What’s in a Name?: The U.S. Board on Geographic Names
First established in 1890 through a presidential order, the U.S. Board on Geographic Names (BGN) standardizes and maintains the names of all natural and administrative features of the United States and its territories. In 1934, the Board on Geographic Names was integrated into the Department of the Interior and in 1947, the BGN’s administrative responsibilities were established as public law. Along with the Secretary of the Interior, BGN’s main responsibilities include: naming official geographic sites and location attributes and then determining policies and procedures related to the use of domestic and foreign names, as well as Antarctic and undersea feature names.

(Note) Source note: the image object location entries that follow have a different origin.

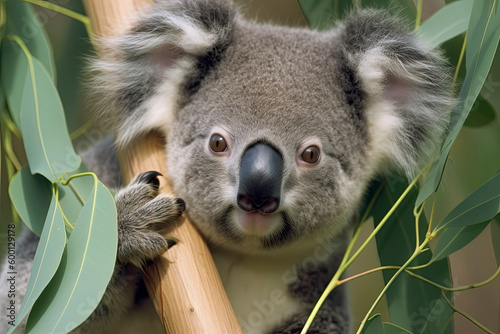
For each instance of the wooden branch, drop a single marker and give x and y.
(183, 283)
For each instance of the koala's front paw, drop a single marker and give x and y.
(142, 215)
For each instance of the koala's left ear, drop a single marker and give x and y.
(406, 89)
(144, 74)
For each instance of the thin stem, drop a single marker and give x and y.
(346, 263)
(358, 227)
(366, 273)
(460, 288)
(77, 193)
(417, 214)
(385, 219)
(81, 130)
(393, 278)
(465, 315)
(460, 59)
(65, 182)
(11, 125)
(432, 215)
(74, 15)
(7, 145)
(448, 322)
(10, 171)
(419, 14)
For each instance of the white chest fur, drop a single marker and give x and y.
(257, 287)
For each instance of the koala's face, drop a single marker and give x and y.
(269, 151)
(274, 133)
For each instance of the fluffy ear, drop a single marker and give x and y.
(406, 87)
(144, 74)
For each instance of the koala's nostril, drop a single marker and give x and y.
(245, 203)
(150, 177)
(270, 206)
(181, 204)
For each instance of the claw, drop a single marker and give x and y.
(181, 205)
(150, 177)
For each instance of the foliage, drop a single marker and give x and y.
(74, 214)
(414, 276)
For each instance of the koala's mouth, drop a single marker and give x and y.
(270, 230)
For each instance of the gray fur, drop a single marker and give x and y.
(368, 93)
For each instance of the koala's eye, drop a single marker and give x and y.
(218, 143)
(311, 155)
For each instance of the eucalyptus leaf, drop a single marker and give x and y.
(482, 205)
(47, 258)
(13, 73)
(409, 299)
(22, 21)
(390, 328)
(31, 196)
(482, 42)
(374, 325)
(481, 114)
(447, 23)
(495, 237)
(455, 238)
(46, 139)
(72, 197)
(2, 98)
(86, 268)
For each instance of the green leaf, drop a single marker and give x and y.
(447, 23)
(72, 197)
(455, 238)
(409, 299)
(482, 113)
(482, 42)
(14, 67)
(482, 205)
(46, 139)
(22, 21)
(495, 237)
(86, 268)
(47, 258)
(390, 328)
(374, 325)
(31, 196)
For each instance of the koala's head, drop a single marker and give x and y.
(274, 133)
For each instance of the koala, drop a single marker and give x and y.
(272, 137)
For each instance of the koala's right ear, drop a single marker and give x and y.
(144, 74)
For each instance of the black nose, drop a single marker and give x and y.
(260, 179)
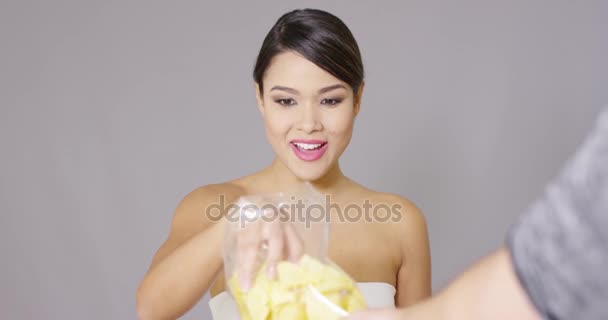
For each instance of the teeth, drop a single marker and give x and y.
(307, 146)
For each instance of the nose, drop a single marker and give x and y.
(309, 119)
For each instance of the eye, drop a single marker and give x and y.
(331, 102)
(286, 102)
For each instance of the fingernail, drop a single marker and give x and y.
(271, 271)
(244, 282)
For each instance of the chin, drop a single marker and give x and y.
(309, 172)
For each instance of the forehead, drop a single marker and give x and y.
(293, 70)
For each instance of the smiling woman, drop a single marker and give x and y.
(308, 81)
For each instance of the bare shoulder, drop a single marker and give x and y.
(196, 211)
(407, 222)
(205, 205)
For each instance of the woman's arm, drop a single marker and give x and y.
(414, 277)
(186, 265)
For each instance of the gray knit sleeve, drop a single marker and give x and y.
(559, 246)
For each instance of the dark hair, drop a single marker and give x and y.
(320, 37)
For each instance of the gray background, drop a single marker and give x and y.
(111, 111)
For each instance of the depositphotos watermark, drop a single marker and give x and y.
(302, 212)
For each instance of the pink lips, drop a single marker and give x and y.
(309, 155)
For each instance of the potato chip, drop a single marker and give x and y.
(290, 297)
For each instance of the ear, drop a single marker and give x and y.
(358, 96)
(258, 97)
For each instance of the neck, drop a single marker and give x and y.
(283, 178)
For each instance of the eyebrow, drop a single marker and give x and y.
(294, 91)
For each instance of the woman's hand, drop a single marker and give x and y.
(265, 239)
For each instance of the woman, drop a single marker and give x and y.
(308, 82)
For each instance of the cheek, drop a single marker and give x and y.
(340, 126)
(277, 123)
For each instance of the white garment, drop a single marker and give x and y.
(376, 294)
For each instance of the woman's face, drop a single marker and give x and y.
(308, 114)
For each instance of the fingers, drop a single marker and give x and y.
(377, 314)
(294, 244)
(274, 235)
(248, 242)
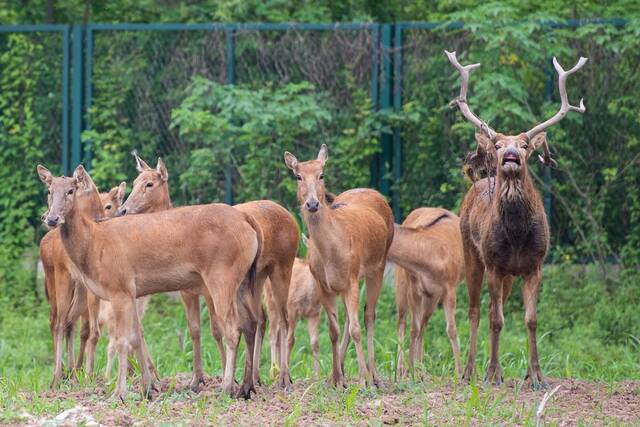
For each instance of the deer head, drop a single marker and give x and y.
(150, 189)
(65, 191)
(310, 176)
(511, 152)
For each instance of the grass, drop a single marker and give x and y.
(576, 308)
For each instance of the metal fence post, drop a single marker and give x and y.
(66, 170)
(231, 79)
(386, 84)
(88, 92)
(76, 96)
(397, 107)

The idea for the BGN was originally promulgated due to the inconsistent, often divisive naming that arose from U.S. expansion into the west. As disputes ensued between explorers, surveyors and settlers, it became clear that a neutral agency was needed to resolve tensions arising from these name discrepancies.
Along with reviewing proposed name changes, the BGN of today also makes formal decisions on new names as they crop up. Its formal responsibilities also includes the reviewing of spelling, capitalization and punctuation marks in names, although the use of apostrophes, hyphens and periods are generally discouraged by BGN.
Name proposals can also be submitted to the BGN by both nonprofit and for-profit organizations and government agencies, as well as individuals. Led by the Secretary of the Interior, the Board is also conducted by a chairman, vice-chairman and executive secretaries. All members are appointed for a two-year term and are eligible for reappointment.
The Board of Geographic Names, along with the U.S. Geological Survey, also publishes the Geographic Names Information System (GNIS), which includes topographic map names and an extensive bibliography. It acts as a kind of geographical dictionary or gazetteer and includes the titles of other documents, such as historic maps, and books that confirm cited federal names. The GNIS also includes all alternative names to official federal names.
The Geographic Names Information System
The GNIS’ database contains more than two million physical and cultural features in the U.S. and its territories. It describes the geographical features of a country, region and continent, as well as relevant social statistics. The GNIS also includes names and descriptions of other natural physical features, such as mountains, waterways and roads.
For those doing extensive research on domestic geographic sites, the GNIS also provides demographic information such as the ethnic makeup of a given population, as well as the region’s GDP, literacy rate, birth and death rates and other relevant information.
The following is a review of the main features included on the BGN website.
- Domestic Names: The Domestic Names link include a compilation status map, the DNC’s history, and a quarterly review list. It also includes all related principles, policies and procedures that guides DNC’s work, as well as links to topical gazetteers to each U.S. state and territory. This is highly useful for anyone who needs specific information, both cultural and physical, on areas across the country. For those taking road trips, the topical gazetteers may also be interesting to review, as it provides extensive geographical and cultural descriptions about towns and cities, as well as other geographic sites and areas.
- Foreign Names: Information regarding the foreign names of geographic sites is included in the GEOnet Name Server (GNS), as this database acts as the official repository of foreign place-name decisions. The database contains over eight million feature name and can be accessed by any user. Travelers that need to know the correct spelling of foreign geographic site will find this extremely useful. The GNS provides complete files of geographic names for each country and/or geopolitical area and also includes a link and contact information for the GNS.
- Antarctic Names: This link contains related policy guides of the Advisory Committee on Antarctic Names of the BGN, as well as information on the grouping of all of the continent’s natural features. Antarctica is unique in the sense that it currently has no permanent settlements and all discovery efforts have been made by scientists and explorers. Therefore, most sites on Antarctica have been named after these individuals.
- Undersea Features: The Undersea Features section contains links to the Advisory Committee on Undersea Features of the BGN, which currently recommends all standardization policies concerning the naming of undersea features. It also recommends official standard names based on submitted proposals.